After giving birth, a woman’s life becomes busier than it was before. She might have had some free time during her pregnancy, but after the baby comes, her time is filled with tasks like feeding the baby, soothing the baby’s cries and changing diapers. Women who have recently had babies also tend to feel an immense personal desire as well as pressure to lose weight quickly. Exercise, when done correctly, can help a woman to get her pre-pregnancy body back after having her baby.
Wait Until It's Safe
One of the most important tips regarding postpartum exercise is to wait until you are medically ready to exercise. You might be mentally ready and eager to exercise the day after giving birth, but your body needs more time to recover. The website BabyCenter.com says most doctors and midwives recommend waiting until six weeks after having the baby to resume exercising. This gives your body time to heal and reduces your risk of injuries.
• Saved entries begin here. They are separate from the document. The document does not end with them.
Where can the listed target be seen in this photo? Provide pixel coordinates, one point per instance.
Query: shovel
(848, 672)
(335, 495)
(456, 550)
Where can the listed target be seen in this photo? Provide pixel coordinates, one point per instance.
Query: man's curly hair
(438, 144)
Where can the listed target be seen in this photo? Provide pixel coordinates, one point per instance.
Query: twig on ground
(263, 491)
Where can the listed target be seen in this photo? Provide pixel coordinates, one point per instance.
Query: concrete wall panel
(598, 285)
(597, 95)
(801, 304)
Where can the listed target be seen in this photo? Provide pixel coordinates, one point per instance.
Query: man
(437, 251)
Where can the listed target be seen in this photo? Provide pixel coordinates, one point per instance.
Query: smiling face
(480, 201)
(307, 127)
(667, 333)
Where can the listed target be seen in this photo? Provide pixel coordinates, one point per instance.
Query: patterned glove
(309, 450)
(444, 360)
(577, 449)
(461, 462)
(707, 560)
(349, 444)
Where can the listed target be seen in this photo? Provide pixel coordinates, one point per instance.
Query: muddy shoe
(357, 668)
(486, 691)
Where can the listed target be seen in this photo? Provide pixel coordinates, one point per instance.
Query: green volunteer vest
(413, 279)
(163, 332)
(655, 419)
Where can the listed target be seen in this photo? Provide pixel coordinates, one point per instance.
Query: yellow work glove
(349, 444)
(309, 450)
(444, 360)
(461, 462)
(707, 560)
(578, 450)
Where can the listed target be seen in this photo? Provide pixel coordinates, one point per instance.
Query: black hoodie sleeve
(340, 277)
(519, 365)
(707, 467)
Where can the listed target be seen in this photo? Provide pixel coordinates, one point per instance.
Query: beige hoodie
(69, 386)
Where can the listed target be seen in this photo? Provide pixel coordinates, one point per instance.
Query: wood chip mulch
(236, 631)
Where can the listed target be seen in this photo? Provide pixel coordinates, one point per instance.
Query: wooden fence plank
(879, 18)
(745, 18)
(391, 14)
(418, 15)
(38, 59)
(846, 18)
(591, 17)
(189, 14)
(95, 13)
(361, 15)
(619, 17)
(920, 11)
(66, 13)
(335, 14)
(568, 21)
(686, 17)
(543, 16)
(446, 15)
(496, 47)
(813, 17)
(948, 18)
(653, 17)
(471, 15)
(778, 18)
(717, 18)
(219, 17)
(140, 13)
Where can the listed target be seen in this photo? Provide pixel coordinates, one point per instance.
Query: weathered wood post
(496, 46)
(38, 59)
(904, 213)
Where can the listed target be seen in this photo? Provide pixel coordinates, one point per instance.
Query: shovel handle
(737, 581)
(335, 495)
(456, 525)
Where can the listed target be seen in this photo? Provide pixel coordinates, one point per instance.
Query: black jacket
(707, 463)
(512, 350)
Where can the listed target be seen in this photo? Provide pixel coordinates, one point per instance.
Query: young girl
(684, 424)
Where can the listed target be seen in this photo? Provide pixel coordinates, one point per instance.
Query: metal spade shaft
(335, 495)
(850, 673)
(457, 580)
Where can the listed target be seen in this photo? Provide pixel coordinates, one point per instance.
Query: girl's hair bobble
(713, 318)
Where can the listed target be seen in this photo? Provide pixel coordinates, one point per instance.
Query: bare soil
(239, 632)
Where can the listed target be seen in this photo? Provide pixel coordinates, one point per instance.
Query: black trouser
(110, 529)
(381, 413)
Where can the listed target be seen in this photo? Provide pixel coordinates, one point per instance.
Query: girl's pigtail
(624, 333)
If you had a Cesarean birth, you need to wait at least six to eight weeks for your surgical wounds to heal, states BabyCenter.com. Once your doctor says it is safe to exercise, you can start with low-intensity exercises such as walking. Remember that your joints and ligaments are still loose for up to five months after giving birth, so you are at a greater risk of injury until then, BabyCenter.com says.
Use Your Baby
Finding time to exercise can be a major challenge for new moms. Incorporating your baby into an exercise routine gives you more time to exercise because you are still watching the baby. The magazine "Pregnancy Today" recommends walking with your baby in a stroller or while wearing your baby in a sling. You can also do crunches on your back while holding your baby in your arms, or squat while holding your baby for added weight resistance. There are fitness classes and DVDs that involve new mothers and their babies. Any way you can incorporate your baby into your workout routine will help you stay motivated.
Do Cardio
Because weight loss is a mathematical equation, you lose weight if you burn more calories than you consume in foods. Walking is a good, low- to moderate-intensity exercise, but doing higher-intensity cardiovascular exercise will help you lose weight faster. Once your doctor tells you it’s safe to do intense exercise, typically three months after giving birth, you can start jogging or using an elliptical trainer. Cycling or swimming can also burn a lot of calories as long as you get your heart rate up and keep it up for at least 30 minutes at a time.
Break it Up
Breaking exercise into short bouts throughout the day rather than one long segment will help you stay on track. If you aim for an hour of exercise every day, you might find yourself disappointed, having to cut the workout short to care for the baby. "Pregnancy Today" recommends trying for 10- to 20-minute bouts of exercise through the day. You could jog for 20 minutes in the morning and walk for 20 minutes with your partner and the baby in the evening.